The Mexican peso has been a remarkably resilient anomaly amid the carnage in emerging-market currencies this year. A few analysts have started referring to it as the “super peso” because of how well it has performed while nearly all of its competitors have fallen victim to the dollar’s steady ascent.
A tight fiscal policy and rising interest rates that have boosted the carry trade are two fairly typical sources of strength. Expectations for a fundamental shift in world commerce in the years to come, which could result in a rise in foreign direct investment, are yet another important element.
China is losing its competitive advantages to Mexico as a result of rising salaries and rising transportation costs. A trend known as “nearshoring” is forcing businesses to relocate operations from Asia to locations closer to the US, the largest market in the world, as a result of a Covid-induced aversion to lengthy supply chains.
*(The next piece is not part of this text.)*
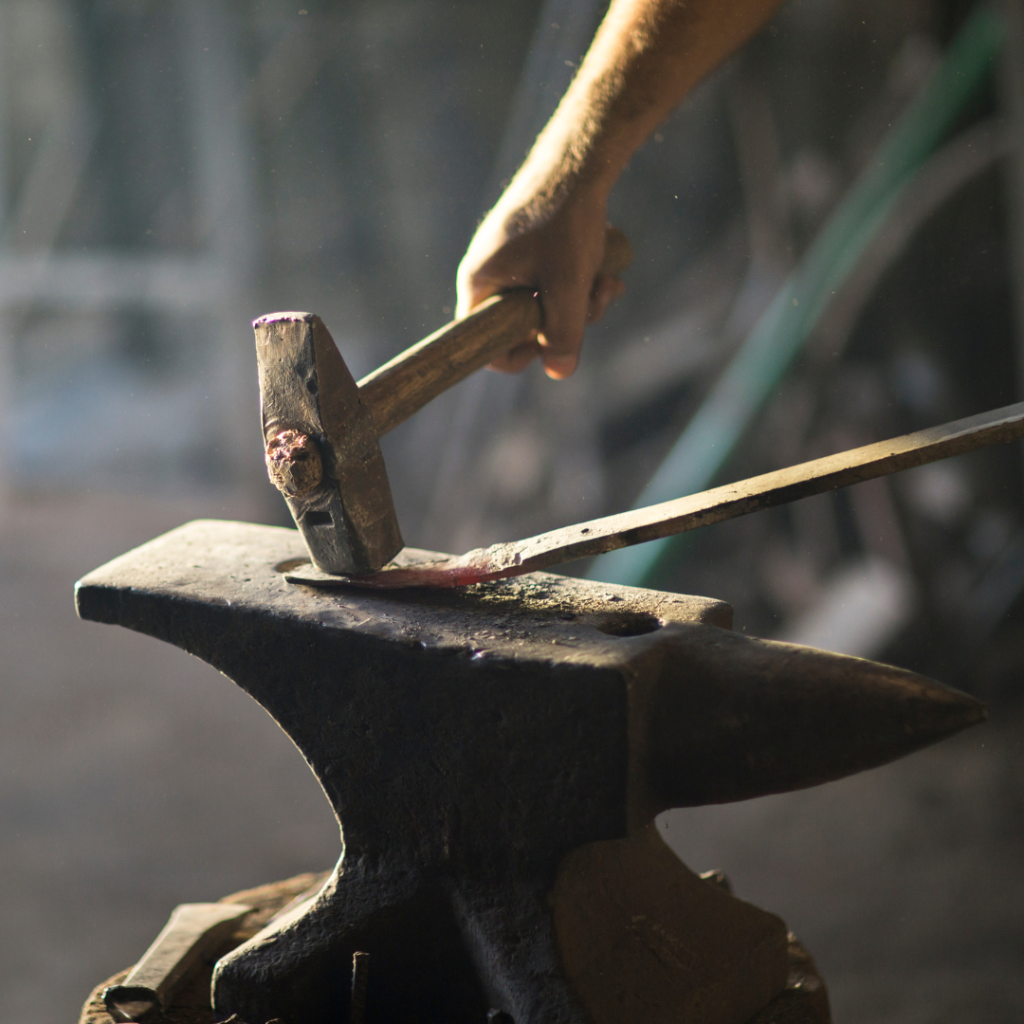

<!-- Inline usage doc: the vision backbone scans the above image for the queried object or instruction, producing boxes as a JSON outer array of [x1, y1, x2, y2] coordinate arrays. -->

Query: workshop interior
[[1, 0, 1023, 1022]]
The rigorous closures enforced as part of China’s Covid Zero policy and worries that China would take action against Taiwan that would prompt sanctions from Western nations are two factors that add to the logistical issues.
It marks the start of a change from 20 years ago when China entered the WTO and soon replaced Mexico as the leading manufacturing hub for US businesses.
The gap between Mexico and China in terms of exports to the US is now closing, stunning investors who predicted the peso would be one of the world’s largest losers in 2022 at the end of last year.